Philippines: Duterte Pushes for Death Penalty for Catholic Nation

Dennis Jay Santos
2018.08.03
Davao, Philippines
180803-PH-catholic-620.jpg Catholics in Dagupan city protest President Rodrigo Duterte’s war on drugs, June 18, 2018.
Karl Romano/BenarNews

Philippine President Rodrigo Duterte wants to revive the death penalty, his spokesman stressed Friday, putting him on a collision course with the Catholic Church just a day after Pope Francis called it unacceptable in all circumstances.

Duterte last year asked a Congress dominated by his allies to prioritize a bill to bring back death by electrocution, citing a runaway crime rate in Asia’s only predominantly Catholic country. The House of Representatives has approved the bill, but the Senate has not debated it.

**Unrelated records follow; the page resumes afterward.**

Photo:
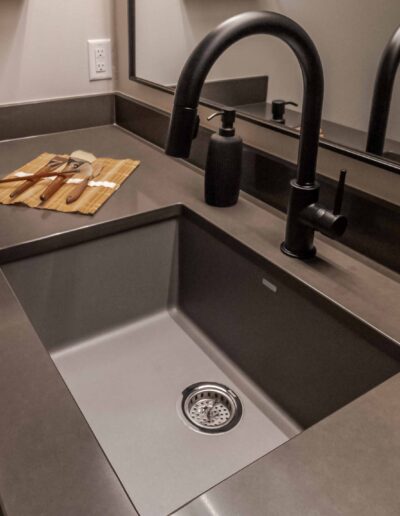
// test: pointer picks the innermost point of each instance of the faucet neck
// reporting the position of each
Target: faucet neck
(197, 67)
(382, 96)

Duterte won the presidency two years ago on a vow to rid the country of crime and he has given the police wide latitude in conducting its war on drugs, which he blamed as the root of all crime. More than 4,000 suspected pushers and addicts have died in police encounters, though rights groups say the estimate could go as high as 12,000.

“Bringing back the death penalty for serious drug-related offenses is still a priority of this administration,” presidential spokesman Harry Roque told reporters on Friday.

“But the decision is still with the Senate, after the House passed it,” he said.

Under the bill, so-called heinous crimes would be punishable by death. Those include some forms of rape and murder, as well as drug related offenses, including the import, sale, manufacture, delivery and distribution of narcotics.

“I think the matter of the death penalty is in the hands of the senators now. So we leave it to the Senate whatever decision they may have,” Roque said, even as he stressed that Duterte “would still try gentle persuasion” on the Senate.

Wrong in all cases: Vatican

Roque commented after Pope Francis issued a definitive statement that capital punishment is wrong in all cases. The stand went against the previous Catholic doctrine that the death penalty can be acceptable if the guilt of the party has been fully determined and “if this is the only possible way of effectively defending lives against the unjust aggressor.”

The Vatican said the change came about after “a new understanding has emerged of the significance of penal sanctions imposed by the state” and thus “the death penalty is inadmissible.”

The decision was arrived at just this week, and was signed by the Vatican’s prefect, Cardinal Francisco Ladaria. The Pope on Thursday also said that the church would work to abolish capital punishment around the world.

The death penalty was abolished in the Philippines in 2006 when more than 1,200 inmates on death row had their sentences commuted to life in prison. The move was orchestrated by then-President Gloria Arroyo, a staunch Catholic and a vocal opponent of death penalty who serves as House speaker and a known ally of Duterte.

Arroyo was installed as commander in chief of the country after graft-tainted leader Joseph Estrada was forced out of office over a massive corruption scandal in 2001.

Under Estrada’s term, the Philippines saw the resumption of executions in 1999 as a reaction to a rising crime wave. But the Catholic Church prevailed on Estrada a year later to issue a moratorium, which held until Arroyo took over.

Duterte, who claims that he was molested as a child by a Catholic priest, has been pushing for the death penalty.

He first stated his support for the death penalty last year, when he told Congress during an address that “capital punishment is not only about deterrence, it’s also about retribution.”

He has argued that it was necessary to instill fear among criminals, particularly drug pushers who have been emboldened over the years.

“In the Philippines, it is really an eye for an eye, a tooth for a tooth. You took life, you must pay it with life,” Duterte had said.

Felipe Villamor in Manila contributed to this report.